«Home», le pari fou et réussi d’Ursula Meier
CINÉMA | La cinéaste, pour son premier film de cinéma, a séduit Isabelle Huppert.
© DR | L’une des images fortes de «Home». Une famille vit dans sa maison au bord d’une autoroute désaffectée. Le jour où celle-ci ouvre, leur équilibre vacille.
PASCAL GAVILLET | 15.10.2008 | 00:00
Un vrai sens de l’écriture, une démarche authentique, une vision du cinéma et une certaine démesure. Il y a de tout cela chez Ursula Meier. La cinéaste, qui a toujours partagé son temps entre la Suisse (Genève), la France voisine et la Belgique, mise gros avec Home.

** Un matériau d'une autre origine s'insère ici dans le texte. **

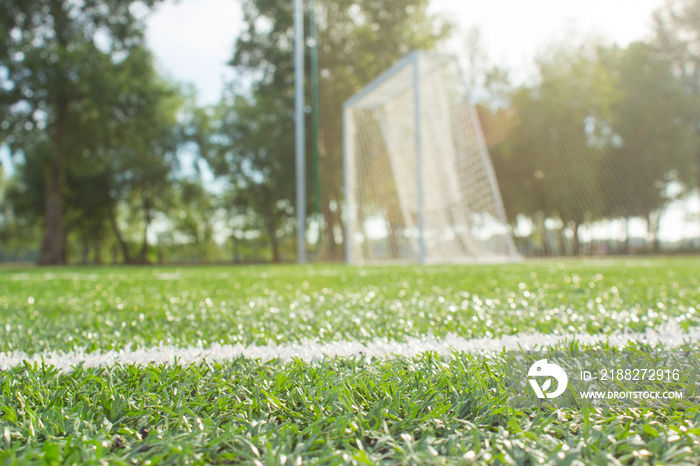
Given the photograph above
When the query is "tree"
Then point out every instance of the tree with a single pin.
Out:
(55, 56)
(357, 41)
(555, 150)
(653, 144)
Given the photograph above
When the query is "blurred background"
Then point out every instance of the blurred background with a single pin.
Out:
(151, 132)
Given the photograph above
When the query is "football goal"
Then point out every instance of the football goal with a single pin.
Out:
(419, 184)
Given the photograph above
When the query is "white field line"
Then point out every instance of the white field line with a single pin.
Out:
(313, 350)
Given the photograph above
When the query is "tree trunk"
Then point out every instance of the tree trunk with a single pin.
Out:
(330, 235)
(577, 239)
(97, 259)
(86, 252)
(120, 239)
(52, 246)
(272, 232)
(653, 228)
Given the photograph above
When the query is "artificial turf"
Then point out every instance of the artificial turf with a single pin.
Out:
(423, 410)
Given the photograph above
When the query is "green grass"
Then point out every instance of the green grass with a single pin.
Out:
(104, 308)
(422, 410)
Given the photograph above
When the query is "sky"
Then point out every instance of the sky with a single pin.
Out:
(193, 39)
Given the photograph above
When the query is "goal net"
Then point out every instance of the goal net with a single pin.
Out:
(419, 183)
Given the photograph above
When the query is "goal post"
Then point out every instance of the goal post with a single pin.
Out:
(419, 185)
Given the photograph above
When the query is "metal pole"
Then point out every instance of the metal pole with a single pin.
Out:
(419, 174)
(299, 126)
(316, 177)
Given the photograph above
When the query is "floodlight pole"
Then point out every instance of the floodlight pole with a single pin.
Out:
(419, 166)
(299, 127)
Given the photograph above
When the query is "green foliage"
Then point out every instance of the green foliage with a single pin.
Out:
(602, 133)
(60, 60)
(254, 140)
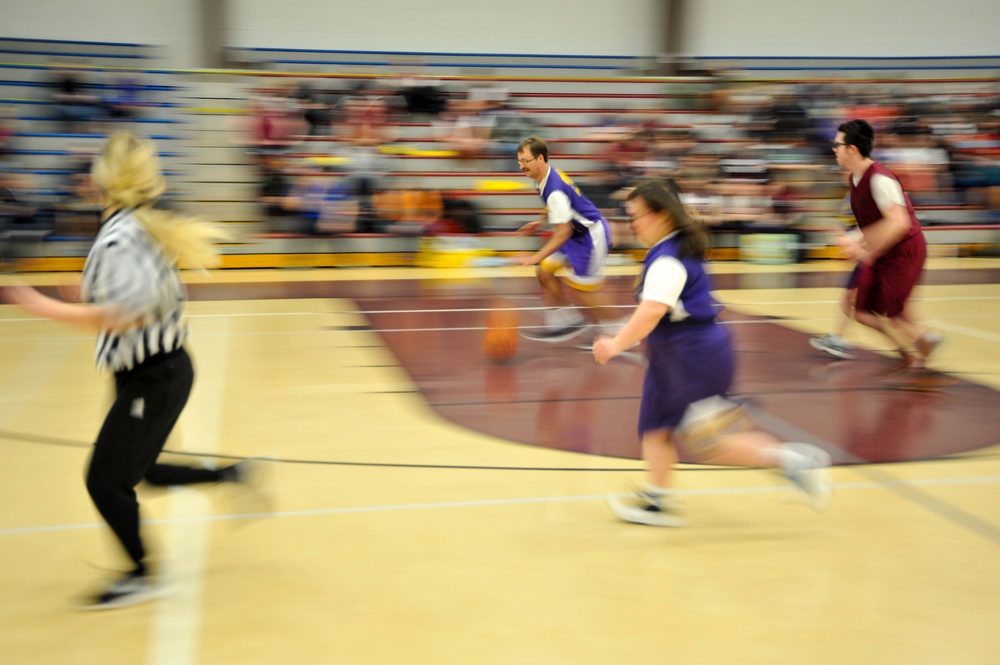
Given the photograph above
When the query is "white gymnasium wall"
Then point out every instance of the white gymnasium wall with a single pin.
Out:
(574, 27)
(599, 27)
(173, 24)
(873, 28)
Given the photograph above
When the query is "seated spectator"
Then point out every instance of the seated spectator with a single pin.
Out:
(75, 104)
(459, 215)
(314, 110)
(423, 95)
(324, 203)
(408, 211)
(275, 122)
(275, 185)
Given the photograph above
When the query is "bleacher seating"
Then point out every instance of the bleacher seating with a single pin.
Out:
(197, 117)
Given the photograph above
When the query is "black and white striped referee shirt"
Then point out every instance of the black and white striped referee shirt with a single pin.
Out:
(127, 269)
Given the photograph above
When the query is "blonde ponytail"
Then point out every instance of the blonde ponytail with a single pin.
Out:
(128, 173)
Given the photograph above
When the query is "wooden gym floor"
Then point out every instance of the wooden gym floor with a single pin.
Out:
(431, 507)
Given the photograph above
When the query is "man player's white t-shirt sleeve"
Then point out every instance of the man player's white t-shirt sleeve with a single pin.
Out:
(559, 208)
(886, 192)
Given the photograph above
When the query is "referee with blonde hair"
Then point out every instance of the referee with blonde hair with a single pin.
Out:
(133, 296)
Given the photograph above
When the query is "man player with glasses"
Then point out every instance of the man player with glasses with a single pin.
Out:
(891, 249)
(575, 253)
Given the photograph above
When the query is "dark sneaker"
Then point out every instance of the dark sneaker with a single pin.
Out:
(130, 590)
(647, 508)
(833, 345)
(553, 334)
(928, 343)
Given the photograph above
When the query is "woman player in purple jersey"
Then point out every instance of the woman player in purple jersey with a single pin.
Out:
(690, 371)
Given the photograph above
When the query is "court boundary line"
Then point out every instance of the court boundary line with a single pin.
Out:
(890, 483)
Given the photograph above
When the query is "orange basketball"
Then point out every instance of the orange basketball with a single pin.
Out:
(500, 341)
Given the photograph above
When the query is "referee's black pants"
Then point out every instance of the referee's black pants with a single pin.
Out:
(149, 400)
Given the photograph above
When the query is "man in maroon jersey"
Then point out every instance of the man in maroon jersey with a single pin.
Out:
(891, 250)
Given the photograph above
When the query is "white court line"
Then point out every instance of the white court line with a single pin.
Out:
(716, 491)
(174, 633)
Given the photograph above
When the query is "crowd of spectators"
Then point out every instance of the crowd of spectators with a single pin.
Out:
(751, 156)
(748, 156)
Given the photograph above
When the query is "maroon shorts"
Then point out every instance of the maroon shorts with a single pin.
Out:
(884, 286)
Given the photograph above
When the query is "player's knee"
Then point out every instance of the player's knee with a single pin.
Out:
(708, 423)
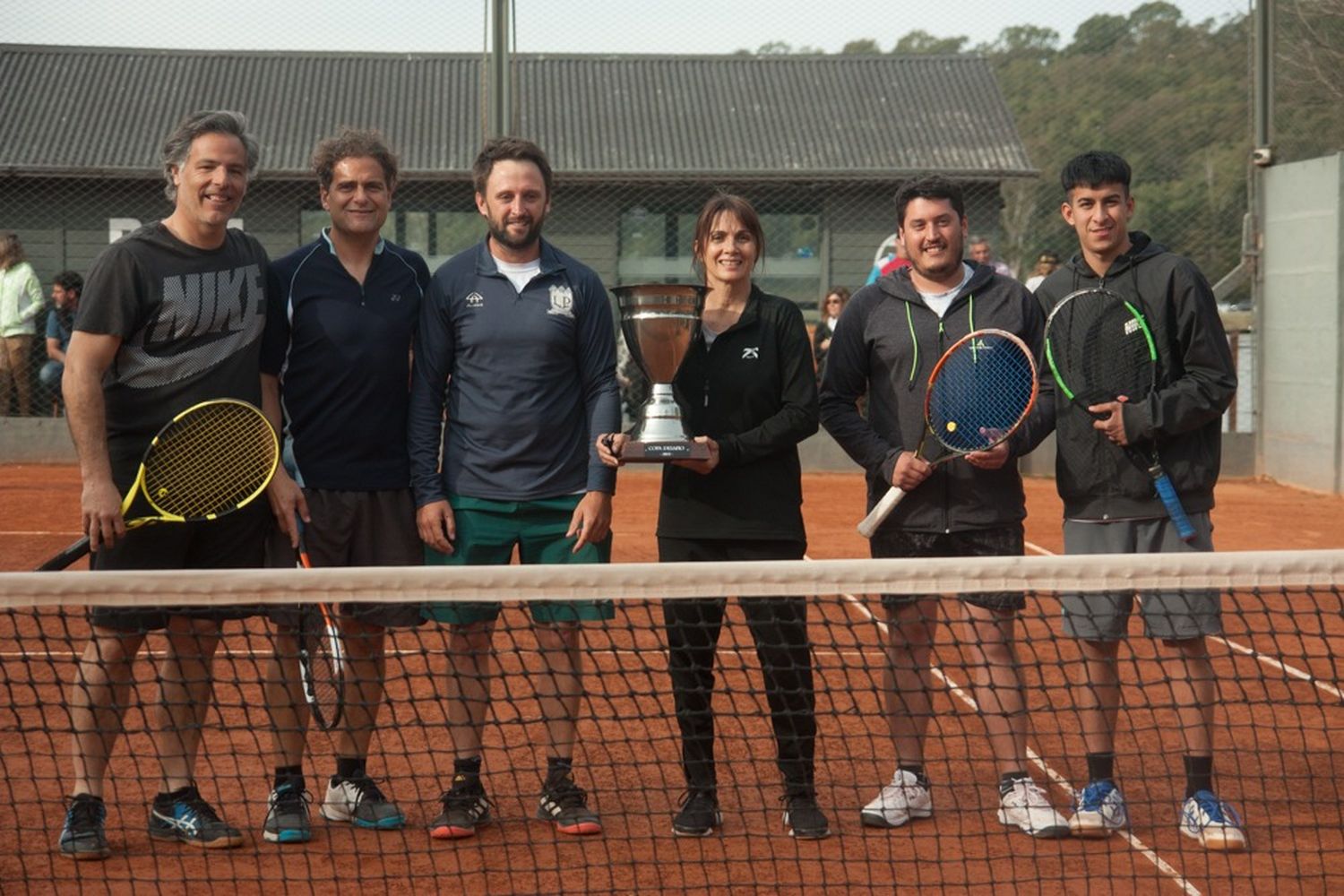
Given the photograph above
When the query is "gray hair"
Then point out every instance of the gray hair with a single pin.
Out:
(210, 121)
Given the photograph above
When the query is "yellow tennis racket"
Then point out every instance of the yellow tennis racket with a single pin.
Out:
(210, 460)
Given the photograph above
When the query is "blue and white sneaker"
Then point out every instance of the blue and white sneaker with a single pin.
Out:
(1212, 823)
(1099, 810)
(191, 820)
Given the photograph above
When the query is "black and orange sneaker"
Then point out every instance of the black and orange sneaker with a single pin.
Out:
(465, 809)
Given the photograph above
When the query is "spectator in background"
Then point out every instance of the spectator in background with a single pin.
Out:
(61, 322)
(21, 304)
(831, 308)
(983, 253)
(1046, 265)
(890, 261)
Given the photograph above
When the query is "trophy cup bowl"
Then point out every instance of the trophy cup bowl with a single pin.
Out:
(659, 323)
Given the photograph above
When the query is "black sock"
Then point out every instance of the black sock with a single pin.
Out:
(917, 770)
(1199, 774)
(1010, 778)
(1101, 766)
(292, 775)
(174, 796)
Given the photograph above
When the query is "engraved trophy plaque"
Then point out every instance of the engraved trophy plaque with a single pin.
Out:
(659, 323)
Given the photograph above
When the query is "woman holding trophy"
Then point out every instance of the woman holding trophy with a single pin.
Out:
(749, 395)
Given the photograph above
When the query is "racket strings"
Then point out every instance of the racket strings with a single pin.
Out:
(981, 392)
(210, 461)
(1099, 349)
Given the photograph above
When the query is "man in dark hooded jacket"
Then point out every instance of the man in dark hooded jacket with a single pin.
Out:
(1112, 506)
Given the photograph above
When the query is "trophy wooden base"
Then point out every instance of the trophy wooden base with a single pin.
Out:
(664, 452)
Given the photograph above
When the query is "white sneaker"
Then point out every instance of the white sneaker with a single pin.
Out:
(1027, 806)
(1099, 812)
(362, 804)
(902, 799)
(1212, 823)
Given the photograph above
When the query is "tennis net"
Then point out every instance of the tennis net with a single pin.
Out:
(1277, 715)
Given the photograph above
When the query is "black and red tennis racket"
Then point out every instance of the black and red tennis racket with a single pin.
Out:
(980, 392)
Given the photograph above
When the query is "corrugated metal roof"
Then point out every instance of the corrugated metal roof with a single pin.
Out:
(104, 110)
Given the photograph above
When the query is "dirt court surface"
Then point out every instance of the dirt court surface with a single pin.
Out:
(1277, 758)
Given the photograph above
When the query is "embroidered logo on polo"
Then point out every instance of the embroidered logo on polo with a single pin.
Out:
(562, 301)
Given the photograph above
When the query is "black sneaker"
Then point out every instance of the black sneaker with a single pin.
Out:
(564, 805)
(287, 815)
(82, 836)
(804, 818)
(465, 809)
(699, 814)
(191, 820)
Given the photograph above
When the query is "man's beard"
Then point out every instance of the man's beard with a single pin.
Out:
(945, 269)
(504, 238)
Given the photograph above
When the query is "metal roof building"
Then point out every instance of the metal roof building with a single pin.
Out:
(632, 140)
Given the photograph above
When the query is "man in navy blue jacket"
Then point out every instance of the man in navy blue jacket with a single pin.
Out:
(516, 340)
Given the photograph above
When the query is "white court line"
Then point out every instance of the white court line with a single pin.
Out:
(1245, 650)
(1059, 780)
(228, 654)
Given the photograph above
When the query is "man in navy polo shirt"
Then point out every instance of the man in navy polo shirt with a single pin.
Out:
(336, 368)
(518, 338)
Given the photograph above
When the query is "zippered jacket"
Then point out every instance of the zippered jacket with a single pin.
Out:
(1196, 381)
(754, 392)
(886, 344)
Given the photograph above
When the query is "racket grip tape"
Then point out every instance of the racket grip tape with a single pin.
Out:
(66, 556)
(881, 512)
(1167, 492)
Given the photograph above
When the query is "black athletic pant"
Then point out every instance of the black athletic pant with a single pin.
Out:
(780, 629)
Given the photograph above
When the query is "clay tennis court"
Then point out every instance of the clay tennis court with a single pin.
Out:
(1274, 745)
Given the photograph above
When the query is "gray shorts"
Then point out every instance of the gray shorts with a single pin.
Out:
(358, 530)
(1003, 541)
(1171, 616)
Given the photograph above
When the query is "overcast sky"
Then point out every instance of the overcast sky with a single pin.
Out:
(545, 26)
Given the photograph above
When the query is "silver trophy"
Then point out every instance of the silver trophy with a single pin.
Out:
(659, 323)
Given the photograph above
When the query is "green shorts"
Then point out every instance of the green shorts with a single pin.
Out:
(487, 532)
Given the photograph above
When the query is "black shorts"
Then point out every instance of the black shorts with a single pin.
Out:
(357, 530)
(231, 541)
(1002, 541)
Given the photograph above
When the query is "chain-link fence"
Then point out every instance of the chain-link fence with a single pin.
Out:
(817, 137)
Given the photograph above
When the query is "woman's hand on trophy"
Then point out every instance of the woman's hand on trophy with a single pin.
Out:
(609, 446)
(703, 466)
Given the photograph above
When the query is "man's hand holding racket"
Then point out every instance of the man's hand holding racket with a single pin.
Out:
(99, 509)
(287, 503)
(978, 394)
(437, 527)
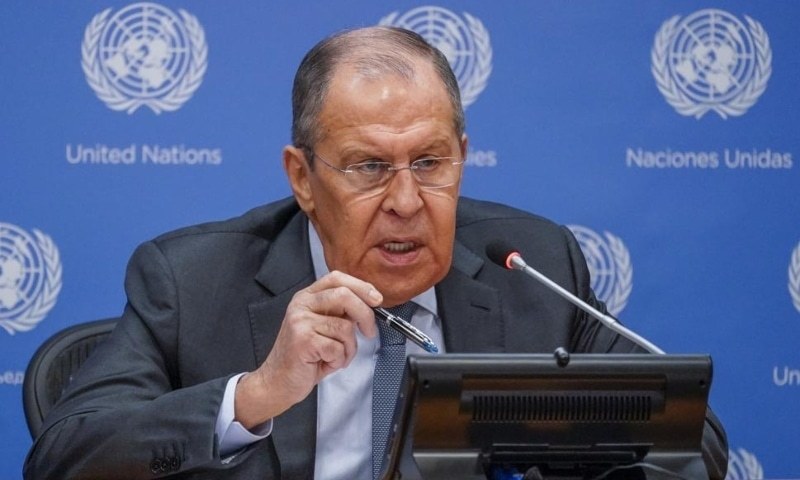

Un premier long-métrage cinéma au budget conséquent, compliqué techniquement - tournage en Bulgarie, aire d’autoroute à aménager, maison à construire -, avec une star devant l’objectif - Isabelle Huppert - et une exigence qui semble être l’un des mots-clés d’Ursula Meier. C’est d’ailleurs sous cet angle que nous attaquons avec elle cet entretien.
Dans le fond, votre exigence se retrouve à tous les stades du film. Ne serait-ce que dans le choix du lieu de tournage, au fin fond de la Bulgarie.
Si je n’avais pas eu cet endroit, je n’aurais pas tourné du tout. Il me fallait ces paysages, ce lieu où je pouvais tout réinventer. Au fond, c’est un film qui fait d’abord confiance au cinéma et à l’écriture.
Justement, en gros, comment définiriez-vous votre film?
Comme un road movie à l’envers et une fable réaliste. Mais parvenir à cet équilibre n’était pas évident. C’est l’histoire d’une famille qui vit en vase clos loin du monde. Mais je ne voulais absolument pas raconter le passé de cette famille. Il y a l’idée que tous ont dû un jour vivre quelque chose de difficile et qu’ils ont déniché cet endroit idyllique. Mais tout cela, c’est de l’ordre du ressenti dans le film. A partir du moment où l’autoroute va ouvrir aux abords de leur maison, le monde les rattrape et leur harmonie apparente se fissure.
Comment est né le projet?
En voyant des gens vivre comme ça, dans une maison au bord de l’autoroute, sur l’axe Bordeaux Paris. J’ai aussi vu des maisons à l’abandon, murées. Je me suis rendu compte à quel point cette situation était cinématographique. Tout comme le bruit. Celui des voitures qui foncent sur l’asphalte. C’est le moteur du film. A l’écriture, ce son était déjà présent, pour moi. J’avais même besoin d’en écouter.
Et pourquoi avoir gommé tous les repères usuels, notamment les références sociales et géographiques?
Il ne faut absolument pas qu’on sache où on est, c’est totalement voulu. Ni le lieu, ni le pays, ni le passé des caractères. Mais c’est extrêmement difficile de tout effacer. Il faut faire attention à tout. Un simple costume peut trahir. C’est pour cela que les costumes que met la mère peuvent paraître contradictoires d’une séquence à l’autre.
La mère, c’est donc Isabelle Huppert. Comment celle-ci a-t-elle accepté le projet?
Elle a eu un vrai coup de cœur. Nous avions un ami commun, Joachim Lafosse, avec qui elle a tourné Nue propriété. J’avais déjà pensé à elle lorsque j’écrivais. Je lui ai fait passer le scénario et elle a répondu en quelques jours. Elle était séduite et m’a dit avoir senti une vraie proposition de cinéma. Mais je ne lui étais pas inconnue. Elle avait même vu Des épaules solides, mon précédent film (ndlr: long-métrage réalisé pour Arte en 2002). Elle est fidèle à plusieurs cinéastes comme Claude Chabrol ou Michael Haneke, et aussi très à l’écoute des jeunes auteurs.
Aviez-vous des appréhensions à l’idée de diriger une star?
Au début, on se dit c’est Isabelle Huppert. Puis en quelques heures, tout cela se dissipe. Le côté star ne m’impressionne pas. Mais c’est vrai que quand elle est là, on voit tous ses grands titres défiler dans sa tête. Sur le plateau, il suffit de lui donner des pistes et elle fait sa chimie elle-même. Elle est très intuitive. Et elle avait l’air heureuse. Au début, elle visionnait les rushes avec nous. Aussitôt qu’elle s’est sentie en confiance, elle ne les a plus regardés.